Readers interested in learning more about smart optics can check out IOP Publishing's latest Technology Tracking report, Industrial and Medical Applications of Adaptive Optics. Contact Susan Curtis, Editor, Technology Tracking, for a Table of Contents and the Executive Summary. Email: firstname.lastname@example.org
The Smart Optics Faraday Partnership
The Smart Optics Faraday Partnership is funded by the UK government to promote the development of advanced optics and its exploitation in UK industry. The network, which was founded in 2000, currently comprises more than 70 industrial and 14 academic partners, and has so far facilitated over £11 m of funding in around 20 collaborative research projects. Its core research programme is supported by the research councils, but a variety of other public and private funding sources have also been accessed.

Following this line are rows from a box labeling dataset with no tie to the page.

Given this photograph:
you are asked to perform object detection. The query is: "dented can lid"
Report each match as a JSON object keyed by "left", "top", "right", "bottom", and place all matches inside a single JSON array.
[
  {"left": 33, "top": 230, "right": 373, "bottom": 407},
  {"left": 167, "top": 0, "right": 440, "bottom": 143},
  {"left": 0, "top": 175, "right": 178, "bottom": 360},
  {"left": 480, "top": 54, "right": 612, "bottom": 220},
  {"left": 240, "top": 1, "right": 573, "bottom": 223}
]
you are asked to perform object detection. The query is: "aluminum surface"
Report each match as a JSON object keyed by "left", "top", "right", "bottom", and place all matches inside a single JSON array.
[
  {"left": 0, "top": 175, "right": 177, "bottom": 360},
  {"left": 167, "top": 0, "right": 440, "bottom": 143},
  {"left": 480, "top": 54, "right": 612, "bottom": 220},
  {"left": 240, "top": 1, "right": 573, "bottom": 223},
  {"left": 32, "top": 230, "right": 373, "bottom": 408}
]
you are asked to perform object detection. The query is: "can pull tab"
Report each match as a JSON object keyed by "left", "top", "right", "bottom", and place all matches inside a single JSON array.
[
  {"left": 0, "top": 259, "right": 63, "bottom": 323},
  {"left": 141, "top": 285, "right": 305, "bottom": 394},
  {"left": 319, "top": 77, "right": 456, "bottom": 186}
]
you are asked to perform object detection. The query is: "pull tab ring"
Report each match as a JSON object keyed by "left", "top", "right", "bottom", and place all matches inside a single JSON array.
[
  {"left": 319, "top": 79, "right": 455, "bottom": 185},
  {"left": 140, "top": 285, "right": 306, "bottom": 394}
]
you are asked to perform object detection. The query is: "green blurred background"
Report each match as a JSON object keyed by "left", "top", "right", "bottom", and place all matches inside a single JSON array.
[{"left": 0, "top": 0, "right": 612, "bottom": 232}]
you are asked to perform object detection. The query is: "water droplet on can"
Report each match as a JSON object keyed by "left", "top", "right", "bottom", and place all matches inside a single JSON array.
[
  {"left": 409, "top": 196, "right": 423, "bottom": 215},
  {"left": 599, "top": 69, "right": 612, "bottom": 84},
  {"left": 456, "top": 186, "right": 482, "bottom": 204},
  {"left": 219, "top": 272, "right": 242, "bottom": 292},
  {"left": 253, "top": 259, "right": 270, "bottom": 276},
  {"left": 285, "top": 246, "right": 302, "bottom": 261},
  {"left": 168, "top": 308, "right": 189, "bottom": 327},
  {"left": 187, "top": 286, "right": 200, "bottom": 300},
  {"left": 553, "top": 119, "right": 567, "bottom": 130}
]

The partnership is run by “Technology Translators” that support each project throughout its lifetime. By surveying the types of technology available within the UK research base, they are able to identify areas where UK industry could benefit from adopting these new technologies or processes. As a result, almost all projects match a particular science or technology to a scientific, commercial or industrial requirement. The network is open to all academic and industrial organizations with a genuine interest in collaboration.
Some of the key research projects now being supported include:
• Optical manipulation and metrology: This project aims to develop and extend high-precision WFS methods for industrial metrology applications, including optical thin films, precision surface manufacture and multiconjugate adaptive optics systems. The wavefront shape will be measured with a precision better than 0.1 microns, which makes WFS techniques a viable tool for high-precision, non-contact metrology.
• Smart ophthalmoscope: The purpose of this project is to develop a technology demonstrator for a handheld, easy-to-operate, non-contact, high-resolution (10 microns) digital ophthalmoscope. The ophthalmoscope will capture retinal images for digital storage, allowing objective diagnosis and providing future reference for opticians and eye clinicians. The key aims of the research are to integrate advanced optomechanics, illumination, image capture and image processing elements into a working system.
• Adaptive optics toolkit: The idea here to develop enabling technology that will transfer adaptive optics from the laboratory into industrial and medical applications. The toolkit will contain all of the core components for building AO systems, including wavefront sensors, deformable mirrors, control systems and software, and these components can either be used separately or as building blocks for a complete AO system.